Wallis created the "Mission of Hope" in Croydon in 1893 when it was called the "Haven of Hope for Homeless Little Ones". Adoption would not be regulated for another thirty years so babies could be offered for adoption with little legal oversight. The matron there would take in unmarried mothers and they had to keep to strict rules. Church attendance was expected. Wallis saw the home's role as caring for the child but also to "reform" the mother and the child. The matron was able to request to see any letters and her special permission was required before any male visitors were allowed. The mothers were expected to "help cheerfully" with caring for the babies and the necessary domestic work required to keep the home running and they were not allowed out of the home's grounds.

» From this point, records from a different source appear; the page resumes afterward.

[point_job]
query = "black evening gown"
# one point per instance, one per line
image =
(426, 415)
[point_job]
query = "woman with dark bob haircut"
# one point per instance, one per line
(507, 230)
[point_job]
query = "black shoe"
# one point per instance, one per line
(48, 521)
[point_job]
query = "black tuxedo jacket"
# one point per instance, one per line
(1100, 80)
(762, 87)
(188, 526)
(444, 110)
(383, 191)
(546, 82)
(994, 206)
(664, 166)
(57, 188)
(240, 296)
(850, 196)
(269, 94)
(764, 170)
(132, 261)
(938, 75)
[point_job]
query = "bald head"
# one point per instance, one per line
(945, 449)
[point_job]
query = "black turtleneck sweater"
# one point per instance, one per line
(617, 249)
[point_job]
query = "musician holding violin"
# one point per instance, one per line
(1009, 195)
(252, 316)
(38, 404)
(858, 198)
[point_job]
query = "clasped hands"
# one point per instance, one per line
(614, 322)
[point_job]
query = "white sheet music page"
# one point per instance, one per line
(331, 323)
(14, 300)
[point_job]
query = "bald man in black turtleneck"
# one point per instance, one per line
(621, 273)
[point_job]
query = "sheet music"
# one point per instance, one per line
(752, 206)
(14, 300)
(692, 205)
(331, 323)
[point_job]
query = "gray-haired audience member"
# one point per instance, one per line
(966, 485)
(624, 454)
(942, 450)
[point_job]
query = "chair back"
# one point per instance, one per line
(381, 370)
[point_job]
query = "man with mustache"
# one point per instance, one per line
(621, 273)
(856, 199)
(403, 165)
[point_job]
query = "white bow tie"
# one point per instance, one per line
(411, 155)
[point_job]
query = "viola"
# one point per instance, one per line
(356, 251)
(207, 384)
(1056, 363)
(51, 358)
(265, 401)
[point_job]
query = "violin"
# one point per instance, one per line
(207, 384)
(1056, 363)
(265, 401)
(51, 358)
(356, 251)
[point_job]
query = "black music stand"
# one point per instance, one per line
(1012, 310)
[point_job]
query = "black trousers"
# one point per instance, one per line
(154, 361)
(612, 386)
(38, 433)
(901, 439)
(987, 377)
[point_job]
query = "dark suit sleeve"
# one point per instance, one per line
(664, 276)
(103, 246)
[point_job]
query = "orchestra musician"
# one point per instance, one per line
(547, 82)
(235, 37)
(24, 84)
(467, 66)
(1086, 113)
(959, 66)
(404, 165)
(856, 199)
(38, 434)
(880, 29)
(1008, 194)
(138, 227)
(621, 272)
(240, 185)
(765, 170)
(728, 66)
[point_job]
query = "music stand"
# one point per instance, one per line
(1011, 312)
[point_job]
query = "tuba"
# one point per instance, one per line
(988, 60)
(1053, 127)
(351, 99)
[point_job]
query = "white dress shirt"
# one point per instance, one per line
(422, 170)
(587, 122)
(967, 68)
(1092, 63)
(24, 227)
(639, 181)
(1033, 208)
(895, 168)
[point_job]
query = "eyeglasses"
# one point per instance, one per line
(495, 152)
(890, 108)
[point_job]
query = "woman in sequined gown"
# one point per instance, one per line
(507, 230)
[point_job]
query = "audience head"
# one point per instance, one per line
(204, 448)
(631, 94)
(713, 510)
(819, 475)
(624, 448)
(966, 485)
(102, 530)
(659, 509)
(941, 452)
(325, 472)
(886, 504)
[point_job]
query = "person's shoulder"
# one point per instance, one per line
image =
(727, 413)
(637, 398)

The expectant mothers would stay at the home during the final weeks of their pregnancy and they would remain there until their child was adopted (after it had reached a weight of seven and a half pounds).

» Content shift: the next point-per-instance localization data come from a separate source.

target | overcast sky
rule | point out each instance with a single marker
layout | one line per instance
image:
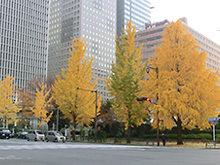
(202, 15)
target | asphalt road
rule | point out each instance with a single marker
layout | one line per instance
(22, 152)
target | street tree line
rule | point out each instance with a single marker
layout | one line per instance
(186, 92)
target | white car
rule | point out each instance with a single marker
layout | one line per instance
(55, 137)
(35, 135)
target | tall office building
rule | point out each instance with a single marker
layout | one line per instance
(23, 43)
(94, 20)
(152, 36)
(138, 11)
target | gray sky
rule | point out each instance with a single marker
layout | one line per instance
(202, 15)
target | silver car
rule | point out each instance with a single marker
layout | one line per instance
(55, 136)
(35, 135)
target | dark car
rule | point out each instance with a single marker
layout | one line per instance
(22, 135)
(5, 134)
(55, 136)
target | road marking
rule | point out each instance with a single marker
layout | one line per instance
(40, 146)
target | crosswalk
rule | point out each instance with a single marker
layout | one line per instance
(24, 145)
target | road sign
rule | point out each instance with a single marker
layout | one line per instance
(213, 118)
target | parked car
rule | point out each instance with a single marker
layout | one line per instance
(55, 136)
(5, 133)
(35, 135)
(22, 135)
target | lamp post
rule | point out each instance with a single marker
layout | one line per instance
(148, 68)
(96, 107)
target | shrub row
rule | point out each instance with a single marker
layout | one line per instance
(201, 136)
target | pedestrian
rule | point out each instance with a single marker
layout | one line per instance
(163, 139)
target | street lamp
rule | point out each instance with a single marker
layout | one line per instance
(148, 68)
(96, 107)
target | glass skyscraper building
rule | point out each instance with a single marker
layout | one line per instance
(138, 11)
(94, 20)
(24, 36)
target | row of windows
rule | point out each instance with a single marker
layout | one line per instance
(109, 15)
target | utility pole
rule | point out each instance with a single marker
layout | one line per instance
(158, 120)
(57, 119)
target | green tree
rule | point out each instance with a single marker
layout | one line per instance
(8, 109)
(124, 82)
(40, 107)
(72, 90)
(187, 92)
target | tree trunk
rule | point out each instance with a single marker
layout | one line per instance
(129, 129)
(179, 132)
(74, 126)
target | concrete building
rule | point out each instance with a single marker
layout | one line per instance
(138, 11)
(23, 43)
(152, 36)
(94, 20)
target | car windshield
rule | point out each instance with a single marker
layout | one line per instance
(6, 131)
(39, 132)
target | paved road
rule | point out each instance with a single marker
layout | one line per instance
(22, 152)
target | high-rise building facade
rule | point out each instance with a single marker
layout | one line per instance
(138, 11)
(94, 20)
(23, 43)
(152, 36)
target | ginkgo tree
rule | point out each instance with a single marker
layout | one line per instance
(8, 109)
(40, 106)
(73, 89)
(186, 92)
(123, 84)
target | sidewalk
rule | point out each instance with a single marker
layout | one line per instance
(186, 144)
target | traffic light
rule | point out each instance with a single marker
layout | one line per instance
(143, 99)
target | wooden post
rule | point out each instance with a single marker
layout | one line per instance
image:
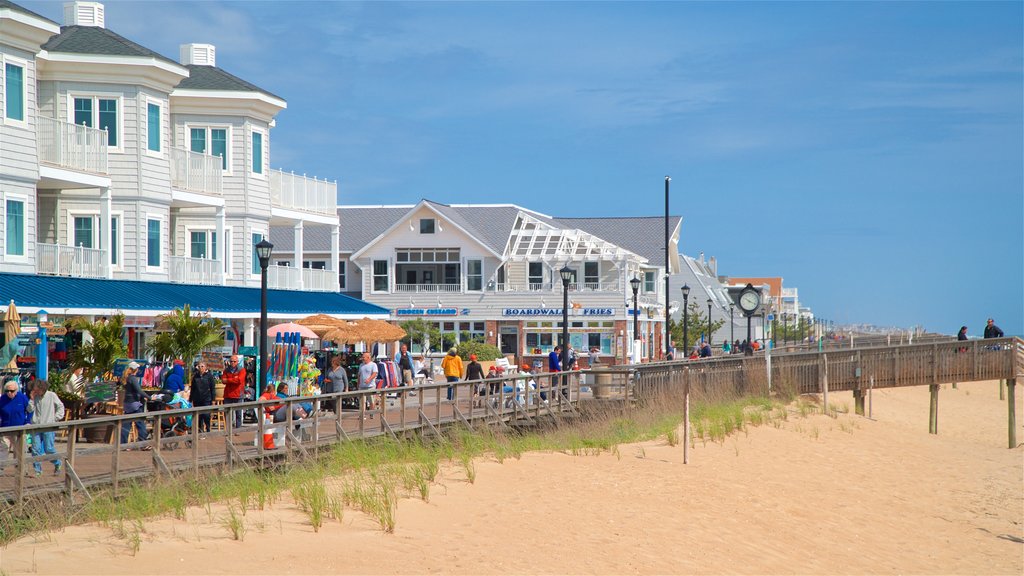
(1012, 413)
(933, 412)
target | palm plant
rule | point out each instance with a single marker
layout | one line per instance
(96, 357)
(185, 335)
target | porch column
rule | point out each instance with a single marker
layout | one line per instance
(104, 230)
(298, 250)
(335, 249)
(221, 241)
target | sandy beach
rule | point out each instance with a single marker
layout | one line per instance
(808, 495)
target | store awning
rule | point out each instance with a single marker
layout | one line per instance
(84, 296)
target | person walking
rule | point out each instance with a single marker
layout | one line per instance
(233, 378)
(991, 330)
(134, 403)
(202, 394)
(46, 409)
(452, 365)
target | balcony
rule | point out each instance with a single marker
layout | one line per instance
(201, 173)
(56, 259)
(75, 148)
(293, 192)
(196, 271)
(428, 288)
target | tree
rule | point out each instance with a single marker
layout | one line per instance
(96, 357)
(696, 326)
(185, 335)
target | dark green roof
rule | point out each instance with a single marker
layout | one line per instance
(95, 40)
(213, 78)
(24, 10)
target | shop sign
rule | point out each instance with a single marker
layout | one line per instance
(557, 312)
(430, 312)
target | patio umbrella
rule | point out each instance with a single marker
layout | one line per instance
(291, 327)
(11, 328)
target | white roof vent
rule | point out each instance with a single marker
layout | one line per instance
(84, 13)
(199, 54)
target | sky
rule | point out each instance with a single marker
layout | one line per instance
(870, 154)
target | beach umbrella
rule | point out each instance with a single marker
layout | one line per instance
(291, 327)
(11, 328)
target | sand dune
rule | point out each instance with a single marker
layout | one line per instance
(814, 495)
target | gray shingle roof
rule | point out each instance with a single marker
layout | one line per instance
(24, 10)
(95, 40)
(643, 236)
(213, 78)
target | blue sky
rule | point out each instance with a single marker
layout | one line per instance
(871, 154)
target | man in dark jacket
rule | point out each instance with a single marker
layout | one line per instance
(202, 394)
(991, 330)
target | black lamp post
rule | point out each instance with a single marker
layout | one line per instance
(263, 250)
(635, 285)
(686, 321)
(566, 274)
(709, 322)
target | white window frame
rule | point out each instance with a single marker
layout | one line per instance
(264, 165)
(163, 245)
(209, 140)
(24, 65)
(24, 199)
(95, 97)
(163, 129)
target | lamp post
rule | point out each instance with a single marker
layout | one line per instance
(42, 362)
(709, 321)
(686, 318)
(635, 285)
(566, 273)
(263, 250)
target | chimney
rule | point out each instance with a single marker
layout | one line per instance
(199, 54)
(84, 13)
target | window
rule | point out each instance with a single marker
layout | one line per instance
(474, 275)
(536, 276)
(592, 275)
(154, 127)
(198, 240)
(257, 238)
(257, 153)
(13, 91)
(115, 241)
(83, 232)
(380, 276)
(15, 228)
(153, 243)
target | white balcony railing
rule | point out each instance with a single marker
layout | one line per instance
(68, 146)
(196, 271)
(320, 280)
(283, 278)
(56, 259)
(419, 288)
(197, 172)
(301, 193)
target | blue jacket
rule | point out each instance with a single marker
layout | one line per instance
(176, 379)
(14, 411)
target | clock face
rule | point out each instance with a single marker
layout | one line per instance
(750, 300)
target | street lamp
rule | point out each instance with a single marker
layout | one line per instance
(263, 250)
(635, 285)
(709, 322)
(566, 274)
(42, 362)
(686, 331)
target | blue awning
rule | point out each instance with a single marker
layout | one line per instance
(91, 296)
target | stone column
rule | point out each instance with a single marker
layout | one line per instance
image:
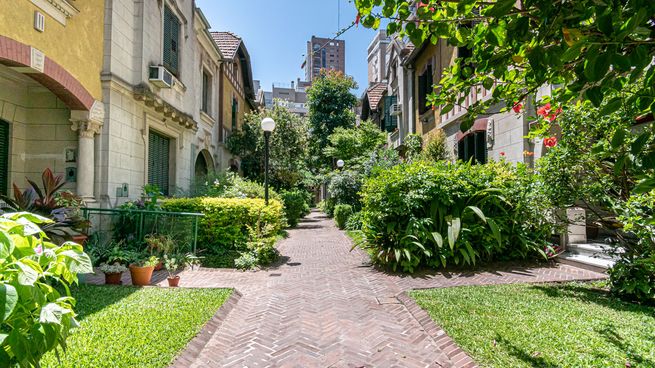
(87, 124)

In 1907 her charity first sent children to Canada. The first group was sent in the care of the Reverend Robert Hall and he took the children to Toronto where they stayed until they were adopted. They later sent children to Ontario. This emigration of orphans continued until the first world war. In 1913 her organisation was publishing an "Honour Roll" of the children who were now in Canada and were paying back the cost of their own emigration.

During the first world war demand was high for her charity's services. Her own daughter had joined to help in 1913 and the pair of them had to manage the debts that were created. The charity was running in the 1920s when her husband would assist by leading scripture classes. He died in 1927 and Wallis died in Croydon in the following year.